Step 4. Create a Legacy Deployment

After defining the deployment YAML specification file, use Control Hub to create a legacy deployment.

You can create multiple deployments for a single Provisioning Agent. For example, for the Provisioning Agent running in the production cluster, you might create one deployment dedicated to running jobs that read web server logs and another deployment dedicated to running jobs that read data from Google Cloud.

  1. In the Navigation panel, click Legacy Kubernetes > Legacy Deployments.
  2. Click the Add Deployment icon: .
  3. On the Add Deployment window, configure the following properties:
    Deployment Property Description
    Name Deployment name.
    Description Optional description.
    Agent Type Type of container orchestration framework where the Provisioning Agent runs.

    At this time, only Kubernetes is supported.

    Provisioning Agent Name of the Provisioning Agent that manages the deployment.
    Number of Data Collector Instances Number of Data Collector container instances to deploy.
    Data Collector Labels Label or labels to assign to all Data Collector containers provisioned by this deployment. Labels determine the group of Data Collectors that run a job.

    For more information about labels, see Labels.

  4. In the YAML Specification property, use one of the following methods to replace the sample lines with the deployment YAML specification file that you defined in the previous step:
    • Paste the content from your file into the property.
    • Click File, select the file you defined, and then click Open to upload the file into the property.
  5. Click Save.

Step 5. Start the Legacy Deployment

When you start a legacy deployment, the Provisioning Agent deploys the Data Collector containers to the Kubernetes cluster and starts each Data Collector container.

If you configured the Provisioning Agent for Kerberos authentication, the Provisioning Agent works with Kerberos to dynamically create and inject Kerberos credentials (a service principal and keytab) into each deployed Data Collector container.

The agent deploys each container to a Kubernetes pod. So if the deployment specifies three Data Collector instances, the agent deploys three containers to three Kubernetes pods.

During the startup of each Data Collector container, the Data Collector registers itself with Control Hub.

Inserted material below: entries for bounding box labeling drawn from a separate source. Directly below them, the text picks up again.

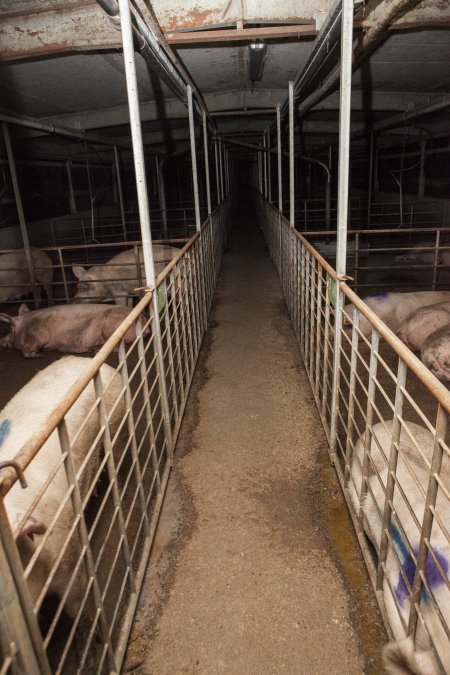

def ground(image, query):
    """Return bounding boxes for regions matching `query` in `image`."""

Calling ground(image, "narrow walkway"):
[127,202,379,675]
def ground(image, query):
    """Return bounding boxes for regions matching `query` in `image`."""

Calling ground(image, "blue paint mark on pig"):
[389,523,449,607]
[0,420,11,446]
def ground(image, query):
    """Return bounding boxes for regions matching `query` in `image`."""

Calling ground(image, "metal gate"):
[258,195,450,673]
[0,199,231,675]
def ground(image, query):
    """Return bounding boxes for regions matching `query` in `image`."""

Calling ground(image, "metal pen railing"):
[0,199,231,675]
[258,197,450,673]
[305,227,450,292]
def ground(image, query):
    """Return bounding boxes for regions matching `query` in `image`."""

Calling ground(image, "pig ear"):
[19,518,47,540]
[72,265,86,279]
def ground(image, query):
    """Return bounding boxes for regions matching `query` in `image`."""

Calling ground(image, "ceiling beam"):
[0,3,122,61]
[40,89,448,130]
[166,19,318,45]
[0,0,450,61]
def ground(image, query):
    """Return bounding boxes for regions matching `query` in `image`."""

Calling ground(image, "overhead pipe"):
[298,0,421,115]
[221,136,331,181]
[280,0,342,125]
[373,98,450,131]
[0,112,130,150]
[97,0,215,129]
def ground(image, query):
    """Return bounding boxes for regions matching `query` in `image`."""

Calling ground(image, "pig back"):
[0,356,123,616]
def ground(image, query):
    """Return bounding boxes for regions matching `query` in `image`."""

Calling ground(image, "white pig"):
[397,302,450,356]
[0,356,124,617]
[344,291,450,337]
[0,304,142,358]
[395,241,450,265]
[0,249,53,302]
[72,244,180,305]
[420,323,450,382]
[348,421,450,675]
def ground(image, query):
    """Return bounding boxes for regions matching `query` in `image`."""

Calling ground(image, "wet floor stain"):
[315,449,388,675]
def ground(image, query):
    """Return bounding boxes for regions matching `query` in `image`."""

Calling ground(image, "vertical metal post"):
[223,146,230,196]
[330,0,353,456]
[263,132,269,199]
[66,159,77,213]
[277,105,283,213]
[114,145,127,241]
[2,122,39,307]
[257,150,262,194]
[219,140,225,202]
[367,131,375,224]
[214,139,222,204]
[373,143,379,193]
[417,141,427,197]
[155,157,169,239]
[203,111,211,216]
[325,145,333,230]
[289,81,295,227]
[187,84,201,232]
[119,0,173,460]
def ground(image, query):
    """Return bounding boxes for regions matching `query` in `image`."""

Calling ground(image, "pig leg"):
[33,284,42,309]
[42,284,53,305]
[114,295,128,307]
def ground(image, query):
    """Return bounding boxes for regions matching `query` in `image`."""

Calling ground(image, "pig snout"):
[0,332,14,348]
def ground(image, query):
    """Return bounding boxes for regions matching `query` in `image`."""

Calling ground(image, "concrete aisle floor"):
[126,202,384,675]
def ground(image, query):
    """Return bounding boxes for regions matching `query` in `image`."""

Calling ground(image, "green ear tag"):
[328,277,336,307]
[157,283,167,312]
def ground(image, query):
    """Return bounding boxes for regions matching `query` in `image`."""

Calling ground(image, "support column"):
[187,84,201,232]
[66,159,77,213]
[114,145,127,241]
[277,105,283,213]
[219,139,225,202]
[203,112,211,216]
[119,0,173,462]
[325,145,333,230]
[330,0,353,457]
[2,122,40,308]
[155,156,169,239]
[214,139,222,204]
[417,141,427,197]
[289,81,295,227]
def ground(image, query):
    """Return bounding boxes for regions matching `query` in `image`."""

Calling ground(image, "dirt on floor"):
[125,203,386,675]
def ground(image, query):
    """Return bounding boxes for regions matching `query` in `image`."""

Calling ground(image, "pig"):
[420,323,450,382]
[0,249,53,304]
[395,241,450,265]
[0,304,142,359]
[0,356,125,618]
[348,420,450,675]
[397,302,450,356]
[72,244,180,305]
[343,291,450,337]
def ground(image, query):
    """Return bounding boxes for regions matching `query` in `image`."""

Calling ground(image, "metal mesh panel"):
[0,202,230,673]
[259,194,450,672]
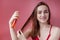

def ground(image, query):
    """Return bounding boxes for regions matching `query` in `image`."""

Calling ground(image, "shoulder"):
[51,26,60,36]
[52,26,60,32]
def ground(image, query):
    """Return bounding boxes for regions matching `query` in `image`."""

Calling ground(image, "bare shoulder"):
[51,26,60,37]
[52,26,60,32]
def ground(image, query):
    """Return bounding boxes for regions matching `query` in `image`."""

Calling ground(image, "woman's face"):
[37,5,49,23]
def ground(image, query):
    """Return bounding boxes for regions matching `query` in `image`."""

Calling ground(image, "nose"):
[41,12,45,17]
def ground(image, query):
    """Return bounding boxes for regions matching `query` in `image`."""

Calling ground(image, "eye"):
[44,10,49,13]
[38,11,42,14]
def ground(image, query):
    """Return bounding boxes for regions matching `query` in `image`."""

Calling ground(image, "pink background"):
[0,0,60,40]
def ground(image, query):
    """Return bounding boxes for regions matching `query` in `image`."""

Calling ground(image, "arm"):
[9,11,32,40]
[9,11,18,40]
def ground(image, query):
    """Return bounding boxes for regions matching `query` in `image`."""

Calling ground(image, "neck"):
[39,23,49,28]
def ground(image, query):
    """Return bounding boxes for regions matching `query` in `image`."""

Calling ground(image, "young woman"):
[9,2,60,40]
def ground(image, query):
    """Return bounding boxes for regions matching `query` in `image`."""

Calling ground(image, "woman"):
[9,2,60,40]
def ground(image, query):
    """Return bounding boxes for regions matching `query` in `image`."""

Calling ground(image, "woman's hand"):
[9,11,19,28]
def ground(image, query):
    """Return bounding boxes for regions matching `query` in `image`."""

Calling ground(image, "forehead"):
[37,5,48,11]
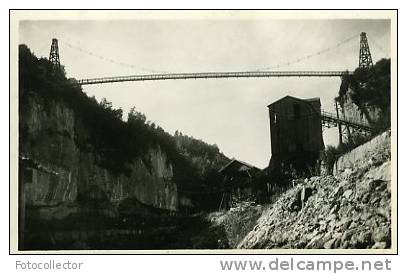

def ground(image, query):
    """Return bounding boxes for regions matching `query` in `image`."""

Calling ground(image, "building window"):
[293,104,301,120]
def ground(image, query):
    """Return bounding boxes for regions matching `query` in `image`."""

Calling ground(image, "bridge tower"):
[359,32,373,68]
[49,38,61,68]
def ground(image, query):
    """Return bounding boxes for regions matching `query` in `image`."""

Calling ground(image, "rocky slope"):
[238,132,391,249]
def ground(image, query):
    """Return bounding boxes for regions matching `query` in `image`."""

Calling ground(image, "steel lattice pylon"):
[49,38,61,67]
[359,32,373,68]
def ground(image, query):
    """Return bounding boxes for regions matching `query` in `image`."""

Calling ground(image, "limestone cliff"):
[19,93,178,210]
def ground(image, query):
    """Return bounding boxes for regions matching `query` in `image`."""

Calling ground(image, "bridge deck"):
[321,111,374,132]
[75,71,349,85]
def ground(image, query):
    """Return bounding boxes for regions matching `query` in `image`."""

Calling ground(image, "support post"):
[335,100,342,144]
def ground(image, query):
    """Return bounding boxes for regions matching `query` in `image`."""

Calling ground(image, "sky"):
[19,18,391,168]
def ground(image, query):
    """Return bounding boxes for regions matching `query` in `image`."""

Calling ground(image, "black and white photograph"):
[10,10,397,254]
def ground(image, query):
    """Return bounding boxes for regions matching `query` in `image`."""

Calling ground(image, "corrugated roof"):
[267,95,320,108]
[219,159,260,172]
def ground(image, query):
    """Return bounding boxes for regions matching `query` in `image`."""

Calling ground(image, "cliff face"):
[342,89,383,126]
[19,94,178,210]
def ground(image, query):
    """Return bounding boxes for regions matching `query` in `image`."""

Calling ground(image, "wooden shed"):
[268,96,324,177]
[219,159,260,208]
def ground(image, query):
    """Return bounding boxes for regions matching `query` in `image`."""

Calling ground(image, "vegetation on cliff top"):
[337,59,391,131]
[19,45,228,209]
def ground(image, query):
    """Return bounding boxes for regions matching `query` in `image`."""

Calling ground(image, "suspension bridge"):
[49,32,382,134]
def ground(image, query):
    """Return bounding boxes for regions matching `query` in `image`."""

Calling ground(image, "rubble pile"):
[237,132,391,249]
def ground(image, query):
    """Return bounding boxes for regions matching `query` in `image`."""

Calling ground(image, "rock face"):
[333,131,391,175]
[238,132,391,249]
[19,95,178,211]
[341,88,382,126]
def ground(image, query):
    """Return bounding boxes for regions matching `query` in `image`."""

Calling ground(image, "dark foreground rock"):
[238,133,391,249]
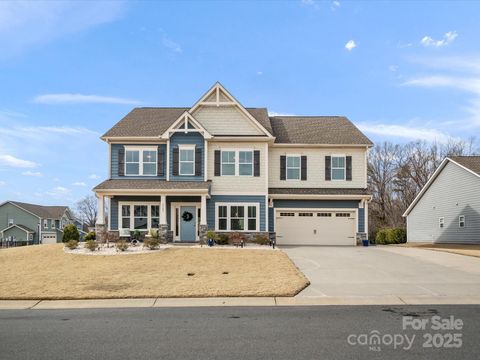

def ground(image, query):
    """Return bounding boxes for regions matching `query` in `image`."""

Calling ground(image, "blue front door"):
[180,206,197,241]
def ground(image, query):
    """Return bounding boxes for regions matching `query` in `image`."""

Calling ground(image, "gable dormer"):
[189,82,272,138]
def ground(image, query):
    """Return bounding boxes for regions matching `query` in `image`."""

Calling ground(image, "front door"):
[180,206,197,241]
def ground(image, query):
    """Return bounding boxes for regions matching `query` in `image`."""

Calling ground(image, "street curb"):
[0,295,480,310]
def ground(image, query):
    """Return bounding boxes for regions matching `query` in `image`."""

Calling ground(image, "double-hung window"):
[332,156,345,180]
[125,147,157,176]
[178,146,195,175]
[286,156,300,180]
[216,204,259,231]
[222,151,236,176]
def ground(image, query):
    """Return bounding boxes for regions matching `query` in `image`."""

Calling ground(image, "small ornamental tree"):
[62,224,80,242]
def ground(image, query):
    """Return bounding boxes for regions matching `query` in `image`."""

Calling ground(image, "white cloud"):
[345,40,357,51]
[420,31,458,48]
[358,123,452,143]
[33,93,141,105]
[72,181,87,186]
[22,170,43,177]
[0,154,38,168]
[0,1,127,57]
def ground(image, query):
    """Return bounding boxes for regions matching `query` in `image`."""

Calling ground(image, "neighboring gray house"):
[403,156,480,244]
[0,201,73,244]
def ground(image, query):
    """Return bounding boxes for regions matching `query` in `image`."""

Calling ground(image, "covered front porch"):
[95,180,210,242]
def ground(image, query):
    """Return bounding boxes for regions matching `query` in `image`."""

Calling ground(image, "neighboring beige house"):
[403,156,480,244]
[94,83,372,245]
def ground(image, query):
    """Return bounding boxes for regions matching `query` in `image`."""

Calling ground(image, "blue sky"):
[0,0,480,205]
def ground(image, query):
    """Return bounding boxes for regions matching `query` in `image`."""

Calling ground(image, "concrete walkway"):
[283,246,480,298]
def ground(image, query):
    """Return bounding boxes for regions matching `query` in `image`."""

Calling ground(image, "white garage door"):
[275,210,356,245]
[42,234,57,244]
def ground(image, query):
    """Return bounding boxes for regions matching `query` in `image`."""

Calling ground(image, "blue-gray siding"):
[170,132,203,181]
[110,144,167,179]
[207,195,267,231]
[269,200,365,232]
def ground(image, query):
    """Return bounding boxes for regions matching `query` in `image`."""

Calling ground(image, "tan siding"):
[407,163,480,243]
[193,106,263,135]
[208,142,267,195]
[268,148,366,188]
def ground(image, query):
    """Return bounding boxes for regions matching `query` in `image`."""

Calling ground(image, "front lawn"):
[0,244,308,299]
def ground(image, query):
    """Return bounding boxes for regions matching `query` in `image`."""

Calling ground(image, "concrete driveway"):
[282,246,480,299]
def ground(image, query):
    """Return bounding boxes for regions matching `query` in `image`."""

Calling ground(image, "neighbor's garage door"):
[275,210,356,245]
[42,234,57,244]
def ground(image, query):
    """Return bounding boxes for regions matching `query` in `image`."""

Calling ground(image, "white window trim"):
[220,148,255,177]
[178,144,196,176]
[117,201,160,232]
[330,154,347,181]
[285,154,302,181]
[215,202,261,232]
[124,146,158,176]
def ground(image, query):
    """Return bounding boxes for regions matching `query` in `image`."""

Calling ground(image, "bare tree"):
[76,195,98,227]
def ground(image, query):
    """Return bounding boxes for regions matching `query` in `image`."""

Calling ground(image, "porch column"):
[160,195,167,225]
[198,195,208,245]
[95,195,105,225]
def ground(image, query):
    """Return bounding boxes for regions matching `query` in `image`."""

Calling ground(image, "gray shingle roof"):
[268,188,370,195]
[94,179,211,190]
[103,107,272,137]
[10,201,68,219]
[270,116,373,145]
[450,156,480,175]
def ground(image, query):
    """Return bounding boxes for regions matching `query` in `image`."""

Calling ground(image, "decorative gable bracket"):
[160,111,212,139]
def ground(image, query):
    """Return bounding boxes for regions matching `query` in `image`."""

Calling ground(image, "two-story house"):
[94,83,372,245]
[0,201,73,244]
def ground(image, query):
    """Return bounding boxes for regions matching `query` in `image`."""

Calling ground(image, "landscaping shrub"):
[215,233,228,245]
[84,231,97,241]
[375,228,407,245]
[62,224,80,243]
[115,240,130,251]
[65,240,78,250]
[143,238,160,250]
[85,240,98,251]
[253,234,270,245]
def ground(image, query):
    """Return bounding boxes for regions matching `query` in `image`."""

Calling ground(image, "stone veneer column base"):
[158,224,168,243]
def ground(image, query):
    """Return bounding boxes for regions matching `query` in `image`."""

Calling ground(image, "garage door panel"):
[275,210,356,245]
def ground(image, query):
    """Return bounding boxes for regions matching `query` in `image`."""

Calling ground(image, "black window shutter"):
[195,148,202,176]
[172,146,178,175]
[118,146,125,176]
[280,155,287,180]
[325,156,332,181]
[253,150,260,176]
[157,146,165,176]
[301,156,307,180]
[345,156,352,181]
[214,150,221,176]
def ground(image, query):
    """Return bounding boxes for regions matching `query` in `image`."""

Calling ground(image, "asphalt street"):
[0,305,480,360]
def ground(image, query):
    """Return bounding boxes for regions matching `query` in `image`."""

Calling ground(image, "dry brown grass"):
[0,244,308,299]
[401,243,480,257]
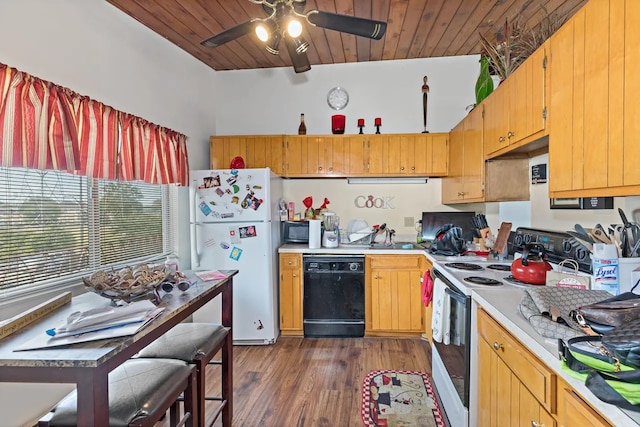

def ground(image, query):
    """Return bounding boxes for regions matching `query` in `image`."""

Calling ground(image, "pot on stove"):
[511,243,553,285]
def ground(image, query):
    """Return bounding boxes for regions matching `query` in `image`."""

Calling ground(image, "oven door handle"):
[444,288,467,306]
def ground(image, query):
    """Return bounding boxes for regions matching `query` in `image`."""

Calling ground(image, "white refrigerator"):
[190,168,282,345]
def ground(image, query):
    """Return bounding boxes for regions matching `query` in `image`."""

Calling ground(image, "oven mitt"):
[422,270,433,307]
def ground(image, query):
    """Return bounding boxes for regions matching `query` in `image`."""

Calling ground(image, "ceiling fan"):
[201,0,387,73]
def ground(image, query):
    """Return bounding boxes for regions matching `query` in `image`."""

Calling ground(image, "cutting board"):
[493,222,511,254]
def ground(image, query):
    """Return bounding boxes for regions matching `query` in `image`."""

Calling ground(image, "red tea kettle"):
[511,243,553,285]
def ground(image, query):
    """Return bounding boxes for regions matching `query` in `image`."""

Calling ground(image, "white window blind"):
[0,168,174,296]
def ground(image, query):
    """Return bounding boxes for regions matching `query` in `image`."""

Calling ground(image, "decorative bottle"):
[298,113,307,135]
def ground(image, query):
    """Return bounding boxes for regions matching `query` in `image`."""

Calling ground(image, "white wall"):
[216,55,479,135]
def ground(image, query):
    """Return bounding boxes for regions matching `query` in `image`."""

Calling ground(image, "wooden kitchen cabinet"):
[305,135,349,177]
[442,105,484,204]
[558,379,611,427]
[280,254,304,336]
[549,0,640,197]
[382,133,448,176]
[209,135,284,175]
[365,255,424,336]
[414,133,449,177]
[442,103,529,204]
[477,308,611,427]
[483,43,548,159]
[478,309,557,426]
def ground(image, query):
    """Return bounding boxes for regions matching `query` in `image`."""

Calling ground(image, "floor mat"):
[360,370,444,427]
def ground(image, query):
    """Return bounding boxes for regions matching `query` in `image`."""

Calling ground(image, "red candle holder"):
[331,114,347,134]
[373,117,382,133]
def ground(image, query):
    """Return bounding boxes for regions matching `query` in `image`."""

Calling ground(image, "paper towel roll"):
[309,219,322,249]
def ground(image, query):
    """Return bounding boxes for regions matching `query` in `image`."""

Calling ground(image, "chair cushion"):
[137,322,229,363]
[50,359,193,427]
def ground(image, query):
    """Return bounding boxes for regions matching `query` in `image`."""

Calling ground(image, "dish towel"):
[431,278,451,345]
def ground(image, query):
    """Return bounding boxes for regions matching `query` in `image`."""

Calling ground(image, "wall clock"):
[327,86,349,110]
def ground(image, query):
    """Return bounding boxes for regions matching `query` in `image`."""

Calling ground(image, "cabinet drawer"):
[280,254,302,270]
[478,310,556,413]
[367,255,421,270]
[560,386,611,427]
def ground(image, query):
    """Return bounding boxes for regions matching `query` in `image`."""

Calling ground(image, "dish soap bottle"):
[298,113,307,135]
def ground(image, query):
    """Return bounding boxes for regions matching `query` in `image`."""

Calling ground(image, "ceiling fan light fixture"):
[256,24,269,42]
[287,18,302,39]
[264,32,282,55]
[255,20,276,43]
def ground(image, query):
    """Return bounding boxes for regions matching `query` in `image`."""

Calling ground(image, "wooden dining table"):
[0,270,238,426]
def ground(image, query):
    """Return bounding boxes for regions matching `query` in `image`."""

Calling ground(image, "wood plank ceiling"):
[107,0,587,70]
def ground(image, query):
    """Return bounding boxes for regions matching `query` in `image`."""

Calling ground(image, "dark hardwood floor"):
[196,337,431,427]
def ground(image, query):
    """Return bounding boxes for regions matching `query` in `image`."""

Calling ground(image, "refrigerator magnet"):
[199,200,211,216]
[240,193,263,211]
[229,246,242,261]
[229,227,240,244]
[238,225,257,239]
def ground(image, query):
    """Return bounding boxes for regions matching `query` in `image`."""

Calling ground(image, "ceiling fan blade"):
[200,19,255,47]
[284,35,311,73]
[307,10,387,40]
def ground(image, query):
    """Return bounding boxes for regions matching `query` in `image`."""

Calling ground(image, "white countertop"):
[472,280,640,427]
[278,243,426,255]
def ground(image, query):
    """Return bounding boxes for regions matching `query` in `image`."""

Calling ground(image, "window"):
[0,168,174,298]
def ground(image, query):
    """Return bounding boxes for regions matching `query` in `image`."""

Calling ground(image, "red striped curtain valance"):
[0,64,189,186]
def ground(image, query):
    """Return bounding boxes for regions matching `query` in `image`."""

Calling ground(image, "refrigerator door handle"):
[189,187,200,268]
[191,222,200,267]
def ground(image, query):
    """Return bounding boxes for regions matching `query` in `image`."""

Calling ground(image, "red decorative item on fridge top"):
[229,156,244,169]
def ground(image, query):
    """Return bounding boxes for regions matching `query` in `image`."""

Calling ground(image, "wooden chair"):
[136,322,233,427]
[38,359,196,427]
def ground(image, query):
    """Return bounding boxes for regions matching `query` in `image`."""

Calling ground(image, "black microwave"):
[282,221,309,243]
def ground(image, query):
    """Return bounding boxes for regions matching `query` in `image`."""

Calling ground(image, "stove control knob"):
[576,247,589,261]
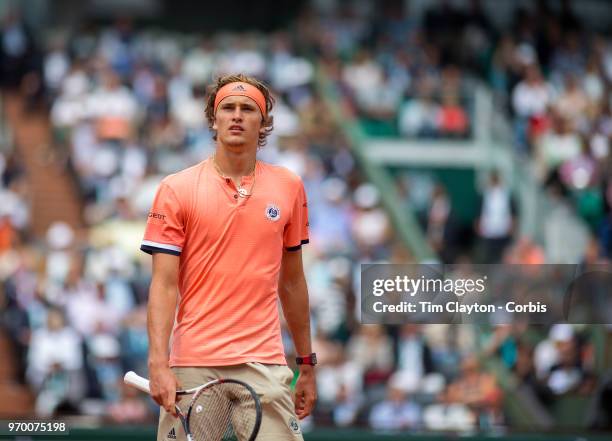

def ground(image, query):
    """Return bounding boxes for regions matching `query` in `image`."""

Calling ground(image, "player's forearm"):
[147,278,177,367]
[279,277,312,356]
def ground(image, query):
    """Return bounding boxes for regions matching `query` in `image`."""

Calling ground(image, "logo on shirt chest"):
[266,204,280,222]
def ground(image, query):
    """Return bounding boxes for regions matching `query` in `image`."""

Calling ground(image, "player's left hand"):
[294,365,317,420]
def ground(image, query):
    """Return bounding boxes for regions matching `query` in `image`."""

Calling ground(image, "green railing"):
[316,67,438,262]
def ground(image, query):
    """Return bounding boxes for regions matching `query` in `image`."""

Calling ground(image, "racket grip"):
[123,371,151,394]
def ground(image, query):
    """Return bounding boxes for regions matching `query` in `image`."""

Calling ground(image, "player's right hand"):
[149,366,180,417]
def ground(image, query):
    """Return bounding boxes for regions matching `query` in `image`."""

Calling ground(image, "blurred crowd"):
[0,2,612,431]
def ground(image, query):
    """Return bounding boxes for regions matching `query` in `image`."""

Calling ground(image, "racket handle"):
[123,371,151,394]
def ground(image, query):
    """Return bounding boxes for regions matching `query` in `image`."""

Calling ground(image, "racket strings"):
[189,382,257,441]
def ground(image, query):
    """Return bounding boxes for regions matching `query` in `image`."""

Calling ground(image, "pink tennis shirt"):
[140,159,308,366]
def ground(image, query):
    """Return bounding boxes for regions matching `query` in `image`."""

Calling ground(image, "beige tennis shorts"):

  1. On the Legacy Kubernetes > Legacy Deployments view, select the inactive deployment and then click the Start Deployment icon: .
    It can take the Provisioning Agent up to a minute to provision the Data Collector containers. When complete, Control Hub indicates that the deployment is active.
  2. To verify that the Data Collector containers were successfully registered and are up and running, click Set Up > Engines in the Navigation panel.